The conference draws government, music industry, academic and nonprofit leaders from around the world to explore the relationship between music and urban life.
The inaugural Music Cities Convention was held in Brighton, England, in 2015; Denver organizations got involved shortly thereafter. The music education nonprofit Youth on Record presented in Washington, D.C., in 2015; Lisa Gedgaudas of Denver Arts & Venues, the city agency that oversees cultural activities, was there too.
In 2017, the Bohemian Foundation-funded Fort Collins Music District presented its work, fostering that city’s music economy at the conference in Memphis. And Arts & Venues has continued to have a presence at multiple conventions, including the most recent April event in Chengdu, China, which drew around 500 attendees and 18 nationalities.
Around four years ago, Gloor, who teaches in CU Denver’s Music and Entertainment Industry Studies program in the College of Arts and Media, was inspired to start looking into the idea of music cities after hearing a presentation at South by Southwest by Shain Shapiro, founder of Sound Diplomacy, the organization that produces the Music Cities Convention. Shapiro spoke about city governments and the importance of fostering healthy and thriving music communities.
“In reading Shain’s research and learning all about it and talking to folks here in Denver, I realized we had a lot of assets here — that, based on his work and from what I was hearing, we had a pretty solid music city,” Gloor says. “I wanted, at a very high level, to be sure that our students at CU Denver were aware of what we’ve got going here. And I was hoping they would be involved in the future of our music economy.”
Last October, Gloor took three of his students to the Music Cities Convention in Lafayette, Louisiana, to talk about a project they had worked on with the City of Arvada to recognize “some opportunities they might have to build their creative economy,” Gloor says. “We focused, of course, on music, and we saw how it could help artists in general.”
Back home, Gloor has also been a major collaborator in the creation of the Denver Music Strategy, a plan to turn the music industry into an even stronger economic driver. With a thriving live-music industry, Red Rocks Amphitheatre and innovative nonprofits like the Music District and Youth on Record, the region already has plenty to boast about.

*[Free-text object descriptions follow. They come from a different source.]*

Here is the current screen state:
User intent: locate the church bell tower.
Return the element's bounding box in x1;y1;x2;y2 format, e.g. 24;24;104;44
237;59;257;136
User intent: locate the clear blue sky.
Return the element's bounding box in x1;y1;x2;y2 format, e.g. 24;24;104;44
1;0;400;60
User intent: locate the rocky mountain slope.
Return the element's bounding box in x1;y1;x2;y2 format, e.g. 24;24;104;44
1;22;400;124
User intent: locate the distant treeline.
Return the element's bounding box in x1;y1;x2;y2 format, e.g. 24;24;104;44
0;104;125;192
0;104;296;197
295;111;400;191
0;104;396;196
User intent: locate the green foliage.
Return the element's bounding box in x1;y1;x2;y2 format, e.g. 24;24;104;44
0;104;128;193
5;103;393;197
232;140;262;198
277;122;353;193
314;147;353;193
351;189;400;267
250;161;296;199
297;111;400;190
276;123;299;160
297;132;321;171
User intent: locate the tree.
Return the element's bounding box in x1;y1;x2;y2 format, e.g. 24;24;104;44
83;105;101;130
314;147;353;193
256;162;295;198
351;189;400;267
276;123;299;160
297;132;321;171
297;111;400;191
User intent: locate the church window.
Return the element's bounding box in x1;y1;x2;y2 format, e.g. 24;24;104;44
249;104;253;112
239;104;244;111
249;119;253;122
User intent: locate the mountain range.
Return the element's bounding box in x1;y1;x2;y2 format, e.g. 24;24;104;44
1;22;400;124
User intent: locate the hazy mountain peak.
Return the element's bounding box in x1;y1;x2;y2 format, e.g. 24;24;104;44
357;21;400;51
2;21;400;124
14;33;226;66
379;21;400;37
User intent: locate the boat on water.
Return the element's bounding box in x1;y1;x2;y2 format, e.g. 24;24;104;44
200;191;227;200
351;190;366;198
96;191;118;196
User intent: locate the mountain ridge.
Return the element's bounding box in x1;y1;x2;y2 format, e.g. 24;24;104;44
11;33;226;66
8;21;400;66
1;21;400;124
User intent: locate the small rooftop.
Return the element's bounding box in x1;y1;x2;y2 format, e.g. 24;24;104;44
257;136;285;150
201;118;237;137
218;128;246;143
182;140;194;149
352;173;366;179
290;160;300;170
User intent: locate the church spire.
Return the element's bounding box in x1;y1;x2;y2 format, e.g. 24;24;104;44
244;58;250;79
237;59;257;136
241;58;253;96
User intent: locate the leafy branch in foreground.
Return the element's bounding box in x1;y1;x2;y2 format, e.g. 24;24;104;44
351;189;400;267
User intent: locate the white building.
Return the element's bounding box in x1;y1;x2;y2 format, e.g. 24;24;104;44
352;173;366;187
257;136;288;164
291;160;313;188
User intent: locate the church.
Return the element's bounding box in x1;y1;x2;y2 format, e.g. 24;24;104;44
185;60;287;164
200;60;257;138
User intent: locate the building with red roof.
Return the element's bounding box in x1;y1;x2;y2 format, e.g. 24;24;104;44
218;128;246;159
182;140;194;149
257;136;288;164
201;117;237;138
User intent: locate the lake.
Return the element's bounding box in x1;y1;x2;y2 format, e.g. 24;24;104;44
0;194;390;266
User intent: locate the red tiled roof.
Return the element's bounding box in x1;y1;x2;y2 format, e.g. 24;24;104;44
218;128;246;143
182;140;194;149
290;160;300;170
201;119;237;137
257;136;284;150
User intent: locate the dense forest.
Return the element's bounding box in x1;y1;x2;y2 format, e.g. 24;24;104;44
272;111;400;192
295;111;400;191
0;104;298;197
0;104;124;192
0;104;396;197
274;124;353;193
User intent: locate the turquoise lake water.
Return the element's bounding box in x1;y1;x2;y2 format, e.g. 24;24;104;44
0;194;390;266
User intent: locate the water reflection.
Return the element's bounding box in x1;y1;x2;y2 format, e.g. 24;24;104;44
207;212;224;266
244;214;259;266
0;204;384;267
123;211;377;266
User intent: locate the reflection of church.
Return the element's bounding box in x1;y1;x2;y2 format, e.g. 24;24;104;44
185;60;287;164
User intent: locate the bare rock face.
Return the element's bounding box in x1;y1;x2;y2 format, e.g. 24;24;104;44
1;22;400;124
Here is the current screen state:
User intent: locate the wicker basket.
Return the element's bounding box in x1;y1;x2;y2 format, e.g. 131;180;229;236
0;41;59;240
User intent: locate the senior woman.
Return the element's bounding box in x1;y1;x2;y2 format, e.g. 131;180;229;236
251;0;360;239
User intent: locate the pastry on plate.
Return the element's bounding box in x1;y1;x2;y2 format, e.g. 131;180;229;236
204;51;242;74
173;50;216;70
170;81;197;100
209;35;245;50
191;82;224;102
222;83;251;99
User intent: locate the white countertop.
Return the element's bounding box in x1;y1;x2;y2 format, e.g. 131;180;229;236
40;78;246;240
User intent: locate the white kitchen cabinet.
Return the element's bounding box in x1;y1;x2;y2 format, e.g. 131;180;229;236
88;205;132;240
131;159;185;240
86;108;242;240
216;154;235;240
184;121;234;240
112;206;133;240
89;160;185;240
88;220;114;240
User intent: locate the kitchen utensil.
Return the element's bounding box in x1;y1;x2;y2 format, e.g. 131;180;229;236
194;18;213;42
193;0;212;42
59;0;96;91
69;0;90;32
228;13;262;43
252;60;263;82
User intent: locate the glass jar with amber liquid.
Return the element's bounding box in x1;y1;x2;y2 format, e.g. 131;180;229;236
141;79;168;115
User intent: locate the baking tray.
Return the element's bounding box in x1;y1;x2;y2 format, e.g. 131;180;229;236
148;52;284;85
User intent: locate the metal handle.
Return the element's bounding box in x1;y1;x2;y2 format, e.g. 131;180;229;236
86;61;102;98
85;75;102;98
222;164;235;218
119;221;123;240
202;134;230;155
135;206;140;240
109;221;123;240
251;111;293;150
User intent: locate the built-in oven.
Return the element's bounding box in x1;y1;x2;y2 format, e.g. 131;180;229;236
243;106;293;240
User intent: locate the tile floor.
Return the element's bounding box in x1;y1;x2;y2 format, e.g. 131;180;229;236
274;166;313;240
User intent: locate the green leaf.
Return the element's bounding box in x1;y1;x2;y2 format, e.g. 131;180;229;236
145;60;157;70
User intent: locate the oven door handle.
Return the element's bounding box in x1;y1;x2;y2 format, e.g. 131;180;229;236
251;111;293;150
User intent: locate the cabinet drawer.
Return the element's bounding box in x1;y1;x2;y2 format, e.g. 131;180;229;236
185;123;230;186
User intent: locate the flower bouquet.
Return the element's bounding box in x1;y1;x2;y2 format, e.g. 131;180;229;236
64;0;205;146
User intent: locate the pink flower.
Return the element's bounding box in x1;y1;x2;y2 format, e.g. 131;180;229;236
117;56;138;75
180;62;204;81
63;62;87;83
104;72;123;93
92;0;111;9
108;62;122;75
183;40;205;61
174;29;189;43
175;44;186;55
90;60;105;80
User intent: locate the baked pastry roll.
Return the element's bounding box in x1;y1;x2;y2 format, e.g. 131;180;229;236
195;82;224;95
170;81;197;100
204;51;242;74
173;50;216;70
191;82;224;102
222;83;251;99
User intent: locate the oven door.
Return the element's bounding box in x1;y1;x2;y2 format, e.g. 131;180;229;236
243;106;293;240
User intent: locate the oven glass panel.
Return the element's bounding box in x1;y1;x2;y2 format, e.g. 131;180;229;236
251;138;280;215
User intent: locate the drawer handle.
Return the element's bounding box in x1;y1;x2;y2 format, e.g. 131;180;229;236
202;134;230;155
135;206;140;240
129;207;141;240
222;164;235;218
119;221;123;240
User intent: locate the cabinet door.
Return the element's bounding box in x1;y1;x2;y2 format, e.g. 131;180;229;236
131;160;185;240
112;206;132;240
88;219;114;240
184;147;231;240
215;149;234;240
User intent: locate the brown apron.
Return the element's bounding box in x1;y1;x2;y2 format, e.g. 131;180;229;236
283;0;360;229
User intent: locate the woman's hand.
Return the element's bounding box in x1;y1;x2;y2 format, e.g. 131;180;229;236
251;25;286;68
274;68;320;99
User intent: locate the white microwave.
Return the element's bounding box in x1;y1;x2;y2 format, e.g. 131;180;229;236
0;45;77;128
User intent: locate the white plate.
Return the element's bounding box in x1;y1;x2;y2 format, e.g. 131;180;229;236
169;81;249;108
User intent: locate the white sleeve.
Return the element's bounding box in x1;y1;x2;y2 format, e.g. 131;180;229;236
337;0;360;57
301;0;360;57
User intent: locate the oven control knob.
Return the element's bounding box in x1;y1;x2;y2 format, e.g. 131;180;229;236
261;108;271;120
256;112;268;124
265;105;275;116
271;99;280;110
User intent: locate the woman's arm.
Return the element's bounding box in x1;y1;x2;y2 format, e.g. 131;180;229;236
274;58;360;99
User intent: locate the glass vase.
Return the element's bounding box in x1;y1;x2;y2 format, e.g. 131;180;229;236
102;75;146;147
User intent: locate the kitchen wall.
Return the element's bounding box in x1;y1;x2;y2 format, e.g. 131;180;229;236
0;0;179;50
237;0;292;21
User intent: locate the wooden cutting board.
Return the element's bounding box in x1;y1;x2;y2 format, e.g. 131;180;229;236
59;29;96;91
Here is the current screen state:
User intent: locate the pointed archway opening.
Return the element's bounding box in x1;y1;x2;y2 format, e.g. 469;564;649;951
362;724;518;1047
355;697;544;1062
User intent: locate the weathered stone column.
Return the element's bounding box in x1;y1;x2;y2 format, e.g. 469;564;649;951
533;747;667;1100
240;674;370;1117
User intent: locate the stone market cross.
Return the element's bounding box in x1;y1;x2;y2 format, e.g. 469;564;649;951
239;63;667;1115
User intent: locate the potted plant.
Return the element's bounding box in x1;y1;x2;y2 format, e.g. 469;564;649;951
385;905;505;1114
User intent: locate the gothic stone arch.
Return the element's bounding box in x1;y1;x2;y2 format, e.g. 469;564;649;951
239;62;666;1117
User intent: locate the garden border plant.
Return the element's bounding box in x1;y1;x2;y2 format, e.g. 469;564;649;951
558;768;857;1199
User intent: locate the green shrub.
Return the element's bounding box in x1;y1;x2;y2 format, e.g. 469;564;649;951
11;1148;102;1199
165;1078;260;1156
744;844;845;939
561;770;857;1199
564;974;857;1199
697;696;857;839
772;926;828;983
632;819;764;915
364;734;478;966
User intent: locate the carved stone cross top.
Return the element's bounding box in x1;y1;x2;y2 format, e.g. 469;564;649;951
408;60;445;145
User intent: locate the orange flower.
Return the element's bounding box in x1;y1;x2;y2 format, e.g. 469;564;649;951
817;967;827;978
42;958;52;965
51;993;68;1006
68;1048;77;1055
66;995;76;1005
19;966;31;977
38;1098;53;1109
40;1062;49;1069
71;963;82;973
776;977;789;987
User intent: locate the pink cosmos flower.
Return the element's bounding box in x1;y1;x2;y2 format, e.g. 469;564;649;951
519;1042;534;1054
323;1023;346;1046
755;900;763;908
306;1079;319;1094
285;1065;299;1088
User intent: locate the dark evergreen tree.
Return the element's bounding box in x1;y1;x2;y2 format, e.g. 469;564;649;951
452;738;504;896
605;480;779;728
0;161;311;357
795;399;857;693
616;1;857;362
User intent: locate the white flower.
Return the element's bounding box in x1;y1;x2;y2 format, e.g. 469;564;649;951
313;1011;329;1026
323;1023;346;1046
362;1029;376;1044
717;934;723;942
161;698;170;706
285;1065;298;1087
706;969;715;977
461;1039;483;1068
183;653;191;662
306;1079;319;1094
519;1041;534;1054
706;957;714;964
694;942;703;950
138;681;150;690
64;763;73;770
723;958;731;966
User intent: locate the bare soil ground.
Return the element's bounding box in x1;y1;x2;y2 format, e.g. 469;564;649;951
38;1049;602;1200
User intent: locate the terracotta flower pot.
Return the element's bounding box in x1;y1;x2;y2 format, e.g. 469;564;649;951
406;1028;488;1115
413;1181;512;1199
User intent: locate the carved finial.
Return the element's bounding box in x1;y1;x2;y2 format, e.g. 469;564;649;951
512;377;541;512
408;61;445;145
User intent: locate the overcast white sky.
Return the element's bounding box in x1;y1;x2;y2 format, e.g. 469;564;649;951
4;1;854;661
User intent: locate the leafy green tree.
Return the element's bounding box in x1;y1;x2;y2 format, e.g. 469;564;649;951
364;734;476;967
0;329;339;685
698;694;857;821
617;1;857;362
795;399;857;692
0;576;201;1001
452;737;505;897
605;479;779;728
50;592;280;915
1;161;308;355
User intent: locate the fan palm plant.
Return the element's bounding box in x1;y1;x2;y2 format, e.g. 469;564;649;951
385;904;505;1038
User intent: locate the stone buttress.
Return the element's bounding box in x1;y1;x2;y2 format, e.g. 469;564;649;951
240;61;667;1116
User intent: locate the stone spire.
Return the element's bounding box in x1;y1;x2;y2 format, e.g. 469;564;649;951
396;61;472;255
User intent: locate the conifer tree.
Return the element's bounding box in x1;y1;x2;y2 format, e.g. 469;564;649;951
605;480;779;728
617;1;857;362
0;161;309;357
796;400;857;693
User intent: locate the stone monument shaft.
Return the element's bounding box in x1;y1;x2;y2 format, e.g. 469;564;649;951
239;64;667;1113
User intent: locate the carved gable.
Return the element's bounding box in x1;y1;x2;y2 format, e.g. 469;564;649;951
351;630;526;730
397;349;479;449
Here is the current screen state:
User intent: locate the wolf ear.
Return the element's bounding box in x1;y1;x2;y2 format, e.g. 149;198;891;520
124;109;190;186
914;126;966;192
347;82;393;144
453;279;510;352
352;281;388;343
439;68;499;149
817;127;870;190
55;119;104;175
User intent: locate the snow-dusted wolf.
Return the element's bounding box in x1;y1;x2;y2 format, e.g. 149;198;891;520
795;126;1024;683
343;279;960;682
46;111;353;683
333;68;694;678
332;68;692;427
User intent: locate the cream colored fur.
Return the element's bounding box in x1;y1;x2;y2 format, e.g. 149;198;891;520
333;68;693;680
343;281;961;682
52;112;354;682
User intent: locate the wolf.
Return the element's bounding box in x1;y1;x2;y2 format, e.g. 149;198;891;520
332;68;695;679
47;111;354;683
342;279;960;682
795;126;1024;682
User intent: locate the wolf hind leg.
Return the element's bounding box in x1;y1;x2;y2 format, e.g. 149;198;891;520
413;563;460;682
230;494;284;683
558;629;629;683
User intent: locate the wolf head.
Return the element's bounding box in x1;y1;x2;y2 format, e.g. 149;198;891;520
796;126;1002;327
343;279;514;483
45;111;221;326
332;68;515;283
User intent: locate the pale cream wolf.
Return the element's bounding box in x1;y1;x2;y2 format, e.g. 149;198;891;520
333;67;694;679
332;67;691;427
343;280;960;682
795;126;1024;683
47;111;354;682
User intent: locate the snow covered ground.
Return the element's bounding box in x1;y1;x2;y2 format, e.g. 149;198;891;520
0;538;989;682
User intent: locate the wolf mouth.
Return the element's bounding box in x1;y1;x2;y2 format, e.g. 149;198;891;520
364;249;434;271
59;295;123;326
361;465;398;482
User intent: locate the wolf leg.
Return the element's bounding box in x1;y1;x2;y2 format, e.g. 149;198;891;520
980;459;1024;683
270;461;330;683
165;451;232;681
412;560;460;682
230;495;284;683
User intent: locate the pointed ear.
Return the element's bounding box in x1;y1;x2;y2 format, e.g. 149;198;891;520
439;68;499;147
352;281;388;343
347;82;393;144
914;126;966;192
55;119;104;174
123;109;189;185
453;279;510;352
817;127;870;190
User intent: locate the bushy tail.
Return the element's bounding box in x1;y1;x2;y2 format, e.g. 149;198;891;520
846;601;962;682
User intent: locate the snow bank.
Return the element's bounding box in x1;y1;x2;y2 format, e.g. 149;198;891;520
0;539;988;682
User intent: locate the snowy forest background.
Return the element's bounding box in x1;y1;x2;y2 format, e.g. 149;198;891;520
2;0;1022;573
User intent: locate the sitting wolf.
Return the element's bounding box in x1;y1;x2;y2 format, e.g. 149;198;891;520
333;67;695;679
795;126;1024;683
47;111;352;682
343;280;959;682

When the Music Cities Convention comes to Denver next year, it will take place at the McNichols Building over several days — but there will be trips to Red Rocks and to the Music District in Fort Collins, where participants will learn more about the Bohemian Foundation-funded initiatives that have turned that college town into a music destination, explains Gedgaudas.
The conference will look at “how music informs policy, planning, community development, tourism and branding,” she says. “It’s really kind of just getting our peers in the room to talk about strengths and challenges. Every city is different. It’s fun to kind of pull back the curtain on places that are ahead in some ways but also have been pushed up against a lot of challenges because of that.
“I think it’s going to be really exciting to actually have people that have been hearing about what we’re doing here experience it,” she adds. “And I do think this is the kind of thing that helps people really digest a city and understand where we’re coming from. And getting that exposure to other countries and other music cities — that just builds better alliances, too.”